Retrieval Likelihood
====================

After fitting a transmission spectrum with ExoIris, the next step is often atmospheric retrieval:
comparing the measured spectrum to theoretical models to infer atmospheric properties. This step requires a
likelihood function that properly accounts for the statistical structure of the ExoIris posterior, and a
naive approach fails in a subtle but important way.

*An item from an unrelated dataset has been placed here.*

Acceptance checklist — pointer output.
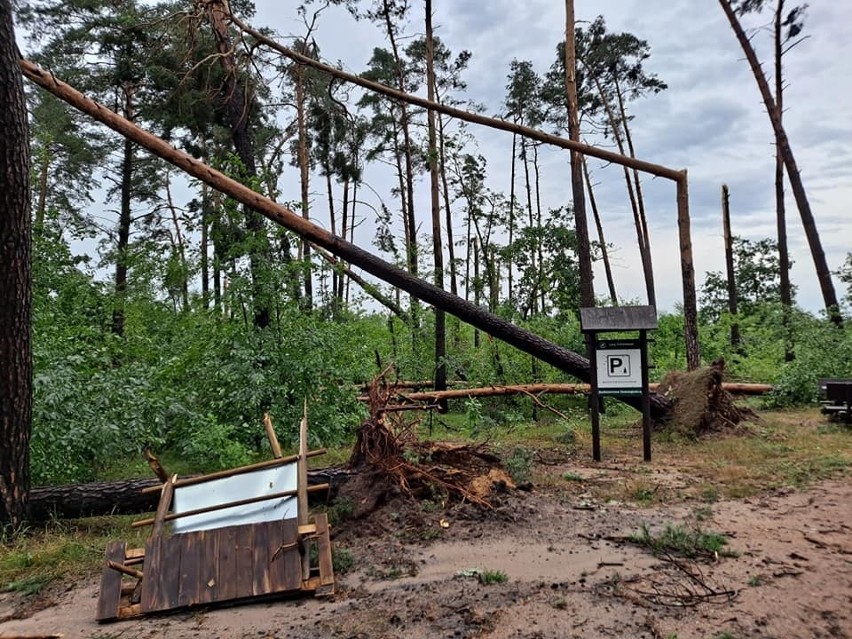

The Rank-Deficiency Problem
---------------------------

ExoIris parameterises the transmission spectrum with :math:`K` radius-ratio  knots, which are then
interpolated to :math:`M` data wavelengths. Since :math:`M \gg K`, the posterior samples live in
a :math:`K`-dimensional subspace of the :math:`M`-dimensional wavelength space. The full
:math:`M \times M` covariance matrix is therefore singular: it has only :math:`K` non-zero eigenvalues.
A standard multivariate Gaussian likelihood cannot be evaluated because the covariance matrix is not
invertible.

Karhunen-Loeve Decomposition
------------------------------

ExoIris solves this using a Karhunen-Loeve (principal component) decomposition of the posterior
covariance. The eigendecomposition identifies the :math:`K` significant principal components and
discards the near-zero eigenvalues that correspond to directions with no posterior variance. The
resulting reduced-rank likelihood is:

.. math::

   \ln \mathcal{L} = -\frac{1}{2} \left( \sum_{i=1}^{K} \frac{p_i^2}{\lambda_i} + \ln \prod_{i=1}^{K} \lambda_i + K \ln 2\pi \right)

where :math:`p_i` are the projections of the residuals onto the eigenvectors and :math:`\lambda_i` are
the corresponding eigenvalues. This gives a statistically rigorous likelihood that lives in the correct
subspace, ready to be plugged into any atmospheric retrieval framework.